# Moving to SF.. resources for roadie rides?



## mikeyp123 (Mar 9, 2007)

Looks like I might be moving to SF from LA soon. Will be living in the city. Can someone give me the low-down on the group rides that cater to the racers? Any online resources?

thanks!


----------



## DCTILLER (May 9, 2009)

*city racers*

plenty of teams/clubs based around the city. there used to be an evening ride in gg park ev. tues and thurs. which will hook you up with many racer types. im pretty sure that will have to wait for spring though. depending if you want to go north or south. pen velo is a pretty competitive ride. starts from 92/canada rd. in san mateo, both saturdays and sundays all year long. also in the evenings during the season. lombardis sports has a store in the city and they had a pretty strong road team. good luck.


----------



## mikeyp123 (Mar 9, 2007)

sweet, thanks.. any regular weekday morning rides?


----------



## DCTILLER (May 9, 2009)

*weekday rides*

im sure there are. not the best time of the year to be asking. i wouldnt be surprised if there wasnt a paradise loop ride. im sure there are on the weekends. im sure some of the local racers from sf way will chip in eventually.


----------



## Fogdweller (Mar 26, 2004)

mikeyp123 said:


> sweet, thanks.. any regular weekday morning rides?

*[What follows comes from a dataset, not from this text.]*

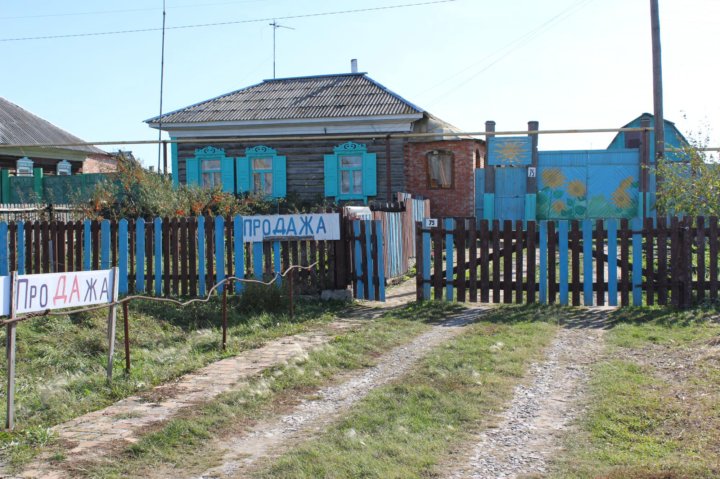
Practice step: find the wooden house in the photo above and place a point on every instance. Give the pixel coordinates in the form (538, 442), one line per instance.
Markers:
(20, 127)
(320, 138)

There is a group of go-faster types that leaves the south end of the bridge during the week @ 7:30. I see them rolling out on my commute as I come over the bridge. Not sure where they ride, probably do a few laps in the Marin Headlands (climber's delight) or Paradise drive but they look like fast company. I know I've seen them Tuesday mornings but they may meet other days.


----------



## orange_bikes (Jun 6, 2007)

Mission Cycling does a couple weekday rides each week. Usually T/Th. Leaves the Mission @ 6:20, Arguello Gate (Presidio) @ 6:45, South end of the bridge @ 6:55 (rolling stop). Its a quickie up to the top of the headlands and then back to Laurel Heights for coffee. Social ride with some fast racer types.

Roasters Ride, 8am Saturday from the south end of the GG bridge. ~80 miles to Pt Reyes and back. A couple very hard climbs if the group is feeling spunky. You need to be the equivalent of a decent Cat 3 to hang.

Lazy Roasters Ride, 8:30-9. Same route as above, but a bit slower and more civilized.

Local race teams with good membership in the city:
Roaring Mouse
Metromint
Dolce Vita (Marin)
Thirsty Bears
Godspeed Courier
Freewheel Bike Shop
Third Pillar (Peninsula)
Pen Velo (Peninsula)


----------